Oh, you think she's referring to the color? I thought maybe she wants brown highlights or something.


----------



## lilpaintchic (Jul 9, 2014)

Mr Smith said:


> Oh, you think she's referring to the color? I thought maybe she wants brown highlights or something.


Ask her to send a pic of her idea....

Sent from my SM-N960U using Tapatalk


----------



## mug (Dec 22, 2010)

Haha. Well creamy usually has a yellow undertone. Unless she means cream color with brown glaze.. pinterest time! good luck.


----------



## woodcoyote (Dec 30, 2012)

Don't bother guessing.


Have her show you what she wants. Chances are she's seen this look somewhere and wants to duplicate it. 


Save yourself some time and lots of money doing sample after sample. 

One way to shut down the guess work pretty quick is to charge for your samples. If anything, tell her she buys the material and you'll do the sample work. Generally speaking, sample work doesn't take much time, most of it is spent in waiting for things to dry out. Could easily do 5-10 samples in an hour or so if you have all the material ready and laid out.
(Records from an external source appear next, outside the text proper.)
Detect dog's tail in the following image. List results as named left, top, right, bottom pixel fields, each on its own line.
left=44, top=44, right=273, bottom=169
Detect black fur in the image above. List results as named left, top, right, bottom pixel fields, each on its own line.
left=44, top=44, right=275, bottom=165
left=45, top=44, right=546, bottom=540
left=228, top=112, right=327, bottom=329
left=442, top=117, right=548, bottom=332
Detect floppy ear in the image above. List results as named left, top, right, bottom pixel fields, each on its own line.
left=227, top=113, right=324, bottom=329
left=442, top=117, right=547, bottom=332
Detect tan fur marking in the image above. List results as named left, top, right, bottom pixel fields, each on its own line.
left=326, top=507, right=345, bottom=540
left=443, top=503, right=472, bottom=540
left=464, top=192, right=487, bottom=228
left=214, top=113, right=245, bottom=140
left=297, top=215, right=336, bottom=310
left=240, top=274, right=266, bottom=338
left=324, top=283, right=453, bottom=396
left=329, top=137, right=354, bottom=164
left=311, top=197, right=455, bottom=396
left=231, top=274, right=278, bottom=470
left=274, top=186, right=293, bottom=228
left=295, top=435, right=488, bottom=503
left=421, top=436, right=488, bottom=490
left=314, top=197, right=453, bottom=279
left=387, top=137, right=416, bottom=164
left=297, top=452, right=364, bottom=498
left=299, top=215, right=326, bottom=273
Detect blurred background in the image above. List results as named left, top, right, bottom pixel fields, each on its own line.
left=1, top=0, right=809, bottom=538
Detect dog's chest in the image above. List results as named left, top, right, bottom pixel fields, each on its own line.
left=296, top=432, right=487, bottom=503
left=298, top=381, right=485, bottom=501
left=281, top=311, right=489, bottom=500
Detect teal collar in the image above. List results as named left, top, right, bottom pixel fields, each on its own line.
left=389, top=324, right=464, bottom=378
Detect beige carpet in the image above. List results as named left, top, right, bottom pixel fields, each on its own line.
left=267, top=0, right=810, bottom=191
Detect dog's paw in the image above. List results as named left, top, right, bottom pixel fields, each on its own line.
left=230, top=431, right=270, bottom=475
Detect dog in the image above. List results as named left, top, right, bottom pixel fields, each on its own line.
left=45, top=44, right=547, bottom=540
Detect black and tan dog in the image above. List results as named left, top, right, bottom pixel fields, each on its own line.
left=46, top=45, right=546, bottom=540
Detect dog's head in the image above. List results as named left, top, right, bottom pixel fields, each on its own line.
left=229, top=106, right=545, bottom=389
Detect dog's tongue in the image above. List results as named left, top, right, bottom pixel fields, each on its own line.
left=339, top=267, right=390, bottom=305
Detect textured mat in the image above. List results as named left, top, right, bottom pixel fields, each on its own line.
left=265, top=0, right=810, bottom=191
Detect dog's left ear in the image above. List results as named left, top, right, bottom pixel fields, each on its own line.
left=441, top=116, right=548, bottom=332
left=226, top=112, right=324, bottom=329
Once they get hit with some $$ charges they'll narrow their options down pretty quickly.


----------



## finishesbykevyn (Apr 14, 2010)

In the 90's we called that "beige" or "taupe". You tell her thats not in style anymore.. lol


----------



## jennifertemple (Oct 30, 2011)

SwampCat said:


> Tan.Tan with a fancy name like chinchilla.



AKA: Taupe


----------



## Mr Smith (Mar 11, 2016)

finishesbykevyn said:


> In the 90's we called that "beige" or "taupe". You tell her thats not in style anymore.. lol


Doesn't matter the homeowner found another painter to do it. She was a weirdo to start and I didn't even get a chance to look at the job. 

She makes me wait 4 days to schedule the estimate and emails me back and forth with some idiotic questions and telling me not to use "chalk paint" etc. I probably avoided the client from hell.


----------



## finishesbykevyn (Apr 14, 2010)

Mr Smith said:


> Doesn't matter the homeowner found another painter to do it. She was a weirdo to start and I didn't even get a chance to look at the job.
> 
> She makes me wait 4 days to schedule the estimate and emails me back and forth with some idiotic questions and telling me not to use "chalk paint" etc. I probably avoided the client from hell.


Tire kickers. I get tons of those. Usually a knee-jerk reaction from PinterestIng . Great to pre qualify them over email..


----------



## Zoomer (Dec 17, 2011)

Why all the fuss? Just meet your customer at the nearest Home Depot or Lowe's. Have them look at cabinet color samples. Some of the stores will actually allow you to take the samples home with a small deposit. I've done this so many times and have been able to exactly match with all the manufacturer's color decks. Problem solved.


----------